A love of working in wood began equally early. His father built their familly home and Gen appropriated the scraps for his own designs. At 14, up in the Laurentians, he constructed a bright red speedboat by himself out of a magazine design - a challenge he couldn't resist. "I realized young that if you want to make things happen, you have to do it yourself. You have to understand life's restrictions but you also have to be persistent and not let obstacles defeat you."

In 1986 Glen moved to the Gatineau Hills where he built his home in the woods. Soon he had a furniture studio, juggling his time between his career as a fish physiologist at Ottawa University, raising a young family, teaching piano to 40 students, and producing his increasingly sought after pieces. By 1994 he decided to leave the university and make his living as an ebeniste. He now sells much of his exquisite work through the Hollace Cluny gallery store in Toronto.

There is a winged quality to Glen's artistry evident in the flitch tables that have become his trademark. The elegant tops float above their bases, lifting as if they would soar.

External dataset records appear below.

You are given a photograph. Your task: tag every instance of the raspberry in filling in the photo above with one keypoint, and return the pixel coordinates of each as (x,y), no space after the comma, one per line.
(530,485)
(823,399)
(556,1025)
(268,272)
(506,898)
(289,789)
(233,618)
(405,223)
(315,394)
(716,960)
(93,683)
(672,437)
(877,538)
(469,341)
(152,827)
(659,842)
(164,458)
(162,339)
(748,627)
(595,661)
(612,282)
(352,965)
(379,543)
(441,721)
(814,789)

"My furniture expresses my love of classical lines, celebrating the beauty of wood with the simplicity of form. I want to strip away all ornamentation, to reveal the purity of space - the way it is in music where the rests are almost more important that the notes. The piece must sing.

"It's not necessarily about making something that is useful or functional. I have to go a step further and do something more with what I have in my hands to alter or revise it. There is this need to create - to search for that sense of unity I have to go with it, to respond to what moves me in wood or music or photography. It is how I attempt to understand myself and my life."